Nous aurions pu écarter cette idée qui ne serait évidemment pas entrée dans le cerveau de nos ennemis, s’ils avaient été les plus forts. Quels sont les généraux ou les hommes d’Etat prussiens qui se seraient préoccupés, au moment de nous dicter un traité de paix et de fixer l’indemnité de guerre, de déterminer nos capacités de paiement ? Non seulement ils n’auraient pas cherché à rester en deçà de cette limite, mais ils auraient su prendre, pour le cas où nous ne nous serions pas acquittés de l’intégralité de la contribution convenue, des gages substantiels, dont la conservation leur eût procuré des avantages considérables. Nous ne trouvons rien de semblable dans le traité de Versailles, qui prescrit au contraire aux Alliés, déjà même avant d’exiger la remise des 40 milliards de marks or de bons qui doivent compléter les premiers 100 milliards à remettre par l’Allemagne, d’examiner si cette dernière peut assurer le service des intérêts et du fonds d’amortissement desdits bons.

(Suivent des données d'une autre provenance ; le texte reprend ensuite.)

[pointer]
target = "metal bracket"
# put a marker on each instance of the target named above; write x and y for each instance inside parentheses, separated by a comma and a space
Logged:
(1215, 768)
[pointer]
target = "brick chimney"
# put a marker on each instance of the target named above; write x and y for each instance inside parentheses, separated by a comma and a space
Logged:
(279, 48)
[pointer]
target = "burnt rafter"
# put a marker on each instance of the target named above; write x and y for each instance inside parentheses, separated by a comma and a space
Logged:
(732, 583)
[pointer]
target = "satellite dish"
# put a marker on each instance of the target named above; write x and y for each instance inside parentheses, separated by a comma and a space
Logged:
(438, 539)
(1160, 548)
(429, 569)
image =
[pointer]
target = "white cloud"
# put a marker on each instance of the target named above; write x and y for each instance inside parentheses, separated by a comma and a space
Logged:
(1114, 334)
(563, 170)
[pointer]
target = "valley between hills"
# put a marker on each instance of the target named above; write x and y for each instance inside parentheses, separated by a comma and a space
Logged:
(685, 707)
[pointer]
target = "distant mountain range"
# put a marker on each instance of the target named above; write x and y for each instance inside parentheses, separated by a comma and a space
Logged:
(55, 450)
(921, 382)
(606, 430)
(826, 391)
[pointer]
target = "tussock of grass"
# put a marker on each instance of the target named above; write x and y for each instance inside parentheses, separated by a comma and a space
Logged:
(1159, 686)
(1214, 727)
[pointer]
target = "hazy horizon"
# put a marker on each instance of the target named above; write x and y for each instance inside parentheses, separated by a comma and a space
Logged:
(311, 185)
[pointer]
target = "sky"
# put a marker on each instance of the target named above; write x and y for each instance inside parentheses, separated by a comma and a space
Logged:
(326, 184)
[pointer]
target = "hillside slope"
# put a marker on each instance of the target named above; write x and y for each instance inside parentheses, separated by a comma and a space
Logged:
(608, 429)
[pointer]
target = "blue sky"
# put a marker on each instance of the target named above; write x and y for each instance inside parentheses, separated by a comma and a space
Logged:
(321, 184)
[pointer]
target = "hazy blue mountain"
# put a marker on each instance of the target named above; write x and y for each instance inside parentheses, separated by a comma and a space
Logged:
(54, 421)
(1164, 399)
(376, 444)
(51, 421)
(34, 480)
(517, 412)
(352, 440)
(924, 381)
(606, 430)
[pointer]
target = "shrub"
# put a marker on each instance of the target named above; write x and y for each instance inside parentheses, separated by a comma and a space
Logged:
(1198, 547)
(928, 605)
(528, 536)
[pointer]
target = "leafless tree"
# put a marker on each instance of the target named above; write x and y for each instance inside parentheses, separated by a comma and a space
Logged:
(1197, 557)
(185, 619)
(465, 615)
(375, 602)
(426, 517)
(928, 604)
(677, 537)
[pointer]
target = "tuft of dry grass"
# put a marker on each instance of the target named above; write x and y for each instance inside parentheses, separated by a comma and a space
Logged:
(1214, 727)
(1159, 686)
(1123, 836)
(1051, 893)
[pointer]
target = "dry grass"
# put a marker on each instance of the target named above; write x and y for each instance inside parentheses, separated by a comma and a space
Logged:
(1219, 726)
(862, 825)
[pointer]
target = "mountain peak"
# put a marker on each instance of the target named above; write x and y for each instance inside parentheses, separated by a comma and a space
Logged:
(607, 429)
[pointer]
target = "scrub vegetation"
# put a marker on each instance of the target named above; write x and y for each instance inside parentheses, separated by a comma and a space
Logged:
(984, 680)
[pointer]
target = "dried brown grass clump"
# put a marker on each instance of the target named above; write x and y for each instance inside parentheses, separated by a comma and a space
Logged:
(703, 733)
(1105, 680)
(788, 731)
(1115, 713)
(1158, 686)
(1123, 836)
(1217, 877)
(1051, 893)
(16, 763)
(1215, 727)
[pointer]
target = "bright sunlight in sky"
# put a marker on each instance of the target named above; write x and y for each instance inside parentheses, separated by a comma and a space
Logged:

C’est là que se trouve le nœud du problème. Les rédacteurs du traité ont voulu faire œuvre non seulement de justice, mais d’extrême modération, et ils ont subordonné l’accomplissement non pas de la totalité, mais de la première partie de l’œuvre de réparation, aux facultés du débiteur. Leur erreur a consisté en ce qu’ils se sont imaginé que la détermination de cette faculté est chose aisée, alors qu’elle est pour ainsi dire impossible. C’est un des problèmes les plus effroyablement compliqués qui se puissent poser devant un aréopage de diplomates ou d’hommes d’Etat, que celui qui consiste à vouloir chiffrer les sommes qu’un pays est en mesure de verser à ses créanciers. Outre que la statistique première et fondamentale qui permettrait de donner à une recherche de ce genre un point de départ précis n’existe pas, elle s’appliquerait, si elle pouvait être dressée à un jour déterminé, à des objets essentiellement variables. La fortune d’une nation change d’une année à l’autre ; la seule différence des récoltes, du commerce extérieur représente, en quelques mois, des milliards.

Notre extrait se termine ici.